Using accepted methods24, 25, 28, 38, 39, 40 this study has demonstrated the utility of the meta-synthesis in drawing together the findings of a number of published studies. Unlike meta-analyses of quantitative data, a meta-synthesis is interpretive rather than aggregative,28, 39 with concepts created by the synthesizer from data presented in published papers. This need to ‘root’ interpretations in existing data24, 39 effectively limits the availability of papers for synthesis. More studies would be available for synthesis if qualitative researchers demonstrated a greater commitment to documenting participants' perspectives, thereby providing evidence that their interpretations are plausible; and that their conclusions are justified by their findings.24

Although it is not uncommon for meta-analyses of quantitative studies to be undertaken by a single researcher, for example Dijkers,32 it is less common for a qualitative meta-synthesis to be undertaken in this way. Accordingly, a substantial quantity of data has been provided to justify the linkages that were made between data and concepts and to support the credibility of the interpretations. However, Jensen and Allen39 claimed that ‘a meta-synthesis is credible when it re-presents such faithful descriptions or interpretations of human experience that the people having that experience would immediately recognize it from those descriptions or interpretations as their own’ (p. 556). The failure to facilitate a peer-review by people with SCI36, 44, 151 is a major limitation of this study.

Conclusion

This study has demonstrated the utility of synthesizing qualitative research to provide a greater depth of insight into the factors that contribute to, and detract from, QOL after SCI; providing a more nuanced understanding of the experience of QOL following SCI than is achievable by quantitative methods.
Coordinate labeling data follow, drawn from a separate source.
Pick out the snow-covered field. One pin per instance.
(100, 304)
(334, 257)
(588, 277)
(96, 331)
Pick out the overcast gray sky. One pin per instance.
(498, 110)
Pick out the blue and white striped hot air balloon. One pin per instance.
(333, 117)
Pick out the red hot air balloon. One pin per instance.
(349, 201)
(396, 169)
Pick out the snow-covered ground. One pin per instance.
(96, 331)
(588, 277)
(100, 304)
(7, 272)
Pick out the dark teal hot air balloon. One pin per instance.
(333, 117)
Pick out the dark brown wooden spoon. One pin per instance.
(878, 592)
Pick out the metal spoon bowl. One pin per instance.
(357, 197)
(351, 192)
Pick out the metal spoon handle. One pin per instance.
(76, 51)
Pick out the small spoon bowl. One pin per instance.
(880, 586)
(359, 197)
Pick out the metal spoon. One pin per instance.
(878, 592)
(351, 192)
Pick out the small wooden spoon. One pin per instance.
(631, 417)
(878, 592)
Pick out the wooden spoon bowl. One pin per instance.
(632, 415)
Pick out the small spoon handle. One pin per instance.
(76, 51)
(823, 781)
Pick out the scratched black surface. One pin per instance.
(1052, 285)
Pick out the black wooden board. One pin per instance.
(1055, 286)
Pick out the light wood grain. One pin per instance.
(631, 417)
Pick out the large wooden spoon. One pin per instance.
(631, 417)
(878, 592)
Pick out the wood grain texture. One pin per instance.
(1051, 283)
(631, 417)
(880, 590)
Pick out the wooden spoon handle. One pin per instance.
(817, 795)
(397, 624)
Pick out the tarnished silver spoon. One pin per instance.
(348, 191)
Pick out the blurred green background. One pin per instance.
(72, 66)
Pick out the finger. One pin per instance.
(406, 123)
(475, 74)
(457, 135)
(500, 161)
QOL was found to be diminished by problems associated with the impaired body; and by a sense of loss. The experience of a life worth living (QOL) was found to be enhanced by meaningful relationships; the assumption of responsibility for, and opportunity to exert control over, one's own life; and the ability to engage in personally meaningful occupations. The review also identified the importance of developing new values and perspectives (by which good and bad days could be viewed as ‘normal’); the importance of reconstructing a positive sense of self-worth; and of attaining a sense of biographical continuity. By highlighting the impact of social, cultural, physical, legal, political and economic environments the findings of this review support the premise that the experience of SCI is inseparable from the context in which it occurs. Future qualitative research is required to probe further the concepts and connections identified in this study, and to identify how rehabilitation services might best address these issues.